La prima fase consiste nell’istituzione della Carta dei servizi. Un
documento con cui l’acquedotto indica gli impegni che assume in termini di
definizione e controllo delle attività  aggregando associazioni di
consumatori, cittadini, cittadinanza attiva e tutte le esperienze
significative della società civile. La seconda fase va ancora lanciata ed è
più complicata perché per molti il cambiamento, la rivoluzione tra
virgolette di cui parlavamo prima, non è possibile in quanto in Puglia tutti
sono corrotti, è necessario prima educare e dopo fare, la società civile è
debole e altre considerazioni di questo tipo. Bene, la seconda fase che ho
in mente consiste nel creare delle strutture attraverso le quali i movimenti
presenti nella società civile regionale possano essere associati e
costituire una consulta dei cittadini.

Se il centro-sinistra dovesse vincere le prossime elezioni politiche e
andare al governo cosa dovrebbe fare in materia gestione dell’acqua?

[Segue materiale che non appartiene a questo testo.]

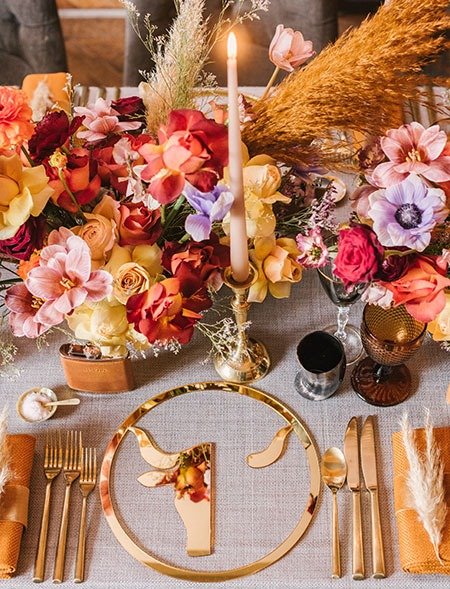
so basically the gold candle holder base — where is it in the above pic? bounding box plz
[213,266,270,383]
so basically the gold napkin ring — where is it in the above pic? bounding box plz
[0,484,30,527]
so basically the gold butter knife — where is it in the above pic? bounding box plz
[344,416,365,580]
[361,416,386,578]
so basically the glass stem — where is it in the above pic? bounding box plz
[335,306,349,342]
[374,364,392,383]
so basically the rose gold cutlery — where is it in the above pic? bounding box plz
[361,416,386,578]
[53,430,82,583]
[33,431,62,583]
[344,416,365,580]
[74,447,97,583]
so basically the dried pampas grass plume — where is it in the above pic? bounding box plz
[401,410,448,564]
[242,0,450,168]
[0,406,10,497]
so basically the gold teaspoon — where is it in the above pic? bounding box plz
[44,398,80,408]
[321,447,347,579]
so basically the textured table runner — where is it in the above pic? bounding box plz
[1,269,449,588]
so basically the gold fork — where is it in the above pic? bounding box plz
[74,448,97,583]
[33,431,62,583]
[53,431,82,583]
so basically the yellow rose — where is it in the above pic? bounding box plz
[67,299,130,357]
[222,159,290,238]
[71,212,118,269]
[104,243,163,278]
[0,154,53,239]
[132,243,163,276]
[114,262,151,304]
[427,291,450,341]
[249,236,302,303]
[93,193,120,223]
[103,244,132,275]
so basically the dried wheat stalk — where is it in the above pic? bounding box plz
[242,0,450,168]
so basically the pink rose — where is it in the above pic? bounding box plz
[333,225,384,289]
[118,202,162,246]
[382,255,450,323]
[269,25,314,72]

Dovrebbe rifare il quadro legislativo nazionale con una nuova Legge
ispirata da una serie di principi. Primo, l’accesso all’acqua è un diritto
umano per tutti. Pensi che ancora oggi il 15% della popolazione italiana non
ha regolare accesso all’acqua. Secondo, l’acqua deve essere governata  e
promossa come un bene comune pubblico mondiale. Terzo, i costi associati al
diritto all’acqua e al suo governo come bene comune devono essere presi in
carico dalla collettività attraverso la fiscalità e altri meccanismi
finanziari. In sostanza, il centro-sinistra dovrebbe far propria l’idea che
l’accesso all’acqua è un diritto. Dico di più, è un diritto alla vita.
Pertanto le attività finalizzate a mantenere l’acqua come bene comune devono
essere finanziate da strutture pubbliche. Quarto, mettere al centro del
governo dell’acqua la partecipazione dei cittadini attraverso iniziative
locali e forme di democrazia partecipativa. A partire da questi quattro
principi è necessario prevedere una serie di misure di tipo tecnico che
mettano a sistema la gestione delle acque reflue così come la
differenziazione delle acque per usi domestici e per l’agricoltura. Oggi
queste attività sono governate in maniera diversa da enti diversi. Si tratta
allora di realizzare un quadro coerente per una politica idrica.